I have really enjoyed doing sex toy reviews. There have been times when I have chosen a review item under the assumption that I would have a partner. I am monogamous on my end of an on and off again relationship. I have since learned to be sure to choose items I can utilize on my own. When I am in denial, I often choose the wrong type of item, and end up not being timely on reviews. I was able to find some humor in the situation when I had a new strap-on during a time I had no one to use it on. What was I to do? I suppose one option would have been to just strut around the house in it. I will admit, I did enjoy lubing up the detachable penis and jacking myself off in the mirrror. I did end up contacting Edenfantasys and informing them why I was going to be late on the review. This is not a situation I want to be in again.

I want to point out that if you and your partner are having sexual issues in your relationship, adding the pressure of needing to incorporate a toy is way too much pressure. It can cause resentment on the non-reviewer, as well as them understandably questioning your intentions when you are the initiator. I have found this to be a concern of mine, even when things are going well.

I rarely want to have sex with myself when there are such issues going on. Ideally the incorporation of sex toys would be a plus. Depending on the issues, it tends to not work like that. A vibrator, other sex toys, or even naughty outfits do not have an influence on deep emotional issues. Orgasm however is a great release, and provides a temporary lift in mood. Therefore I should be having more sex with myself. I should do nice things for myself. Orgasms are nice.

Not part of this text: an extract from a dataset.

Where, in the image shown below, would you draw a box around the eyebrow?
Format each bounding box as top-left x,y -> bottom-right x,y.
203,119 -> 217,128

I would like to take it easy on my “obligations” to review items by focusing on the one free item a month. One item will at least ensure that I get laid at a minimum of once a month, even if it’s a matter of taking care of business on my own. It is just so tempting to add onto that order. I would also like to look at this situation as an opportunity to expand my participation in the Eden Community. This is also a good time for me to focus on writing, both here on Eden Café, as well as elsewhere. The best way to hone my writing skills is to read, and read, and read some more. I also feel that this will get me in the habit of being better at spending time supporting my fellow EFers and bloggers. The members of this community deserve that loyalty.

I recently wrote a post on Eden Café titled, “When is it Time to Take a Break?”. I had a draft where I wrote about taking a break from all online activities. I decided to revamp the article when I realized I prefer the above mentioned options instead. What would I do with my time? I don’t have cable. I don’t have kids (both by choice). I don’t have a social life or a sex life.